Meditation has been shown to make us happier, healthier and less stressed, the only problem is that to feel those benefits we actually need to do it!  Here are my top tips…

  1. Prioritise it. Take responsibility for your own happiness.
  2. Schedule an appointment with yourself (and stick to it).
  3. Ask for help. You being the best, less stressed version of yourself benefits everyone around you. Ask those close to you to help you make time to meditate.
  4. Do it first. We are very good at doing deals with our self like ‘when the house or my desk is tidy, then I will meditate’. We are far more likely to get the tidying done quicker, be less distracted and enjoy it more if we’ve meditated first. Meditate first, it doesn’t matter if there is mess because when you meditate you have your eyes closed!
  5. Bring the right attitude. If you approach meditation as ‘just another thing to tick off the list’ you make it into a chore, not a pleasure.
  6. Make it work for you. Most people find that meditating first thing in the morning sets them up for the day, however there are no hard and fast rules, making an appointment you can keep is the most important thing.
  7. Be flexible. It would be wonderful if we all had a little candle-lit meditation room in our house where knew we wouldn’t be disturbed. Realistically you might need to meditate on your train commute or in your bathroom with the loo seat down and the door locked. Don’t wait for the perfect conditions, there are no perfect conditions – dogs will bark, planes will fly overhead, the world will go on turning and this is all part of the practice.
  8. Start small. It is better to follow your breath for a minute than to not meditate at all. If all you can manage is a minute today then start there. Perhaps tomorrow you will manage five minutes, next week ten. If you honestly cannot find a single minute in which to follow your breath you probably really need to reassess your life.
  9. Just do it.
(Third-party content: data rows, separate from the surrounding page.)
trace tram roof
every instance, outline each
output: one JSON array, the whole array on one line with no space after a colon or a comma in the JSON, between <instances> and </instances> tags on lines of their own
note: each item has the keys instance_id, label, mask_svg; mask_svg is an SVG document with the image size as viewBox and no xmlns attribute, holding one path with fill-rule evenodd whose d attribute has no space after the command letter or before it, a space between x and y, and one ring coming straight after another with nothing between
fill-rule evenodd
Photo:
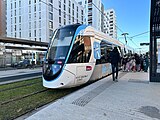
<instances>
[{"instance_id":1,"label":"tram roof","mask_svg":"<svg viewBox=\"0 0 160 120\"><path fill-rule=\"evenodd\" d=\"M9 37L0 37L0 42L2 43L13 43L13 44L21 44L21 45L30 45L30 46L43 46L47 47L47 42L39 42L39 41L32 41L27 39L18 39L18 38L9 38Z\"/></svg>"}]
</instances>

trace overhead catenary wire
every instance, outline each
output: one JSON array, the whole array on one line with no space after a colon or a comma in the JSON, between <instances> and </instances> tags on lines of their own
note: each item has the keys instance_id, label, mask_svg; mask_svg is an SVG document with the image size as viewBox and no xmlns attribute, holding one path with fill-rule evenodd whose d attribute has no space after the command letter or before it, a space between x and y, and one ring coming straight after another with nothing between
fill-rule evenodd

Even if we are feeling ill or have had the manic day from hell (especially then) we can still lie down, close our eyes and breathe.
  10. Take it one day at a time. If anyone told us we’d have to do anything every day for the rest of our lives that would be too overwhelming to cope with. Life isn’t like that; we only ever have to deal with life one moment at a time, one day at a time. You cannot change what happened yesterday but how you choose to respond to where you find yourself today will shape your life.

Finding the time is usually the main concern of those first setting out on their voyage of meditation. For me, really taking a look at what else I was spending my time doing was a revealing exercise – how much time do we spend checking Facebook, watching TV or procrastinating about life? We have to decide whether we are prepared to use some of that time for meditating instead.

Meditating every day is not always easy, you might not always want to do it, but once you have made it a habit and felt the enormous benefits you won’t want to go without it either.

Ultimately the thing which is usually standing in your way of your practice is you. Meditation is the process of recognising resistance and letting go – this takes place not only in the bit where we sit there and close our eyes but on the way there too, and throughout our lives.

The hardest journey is often the one to our seat.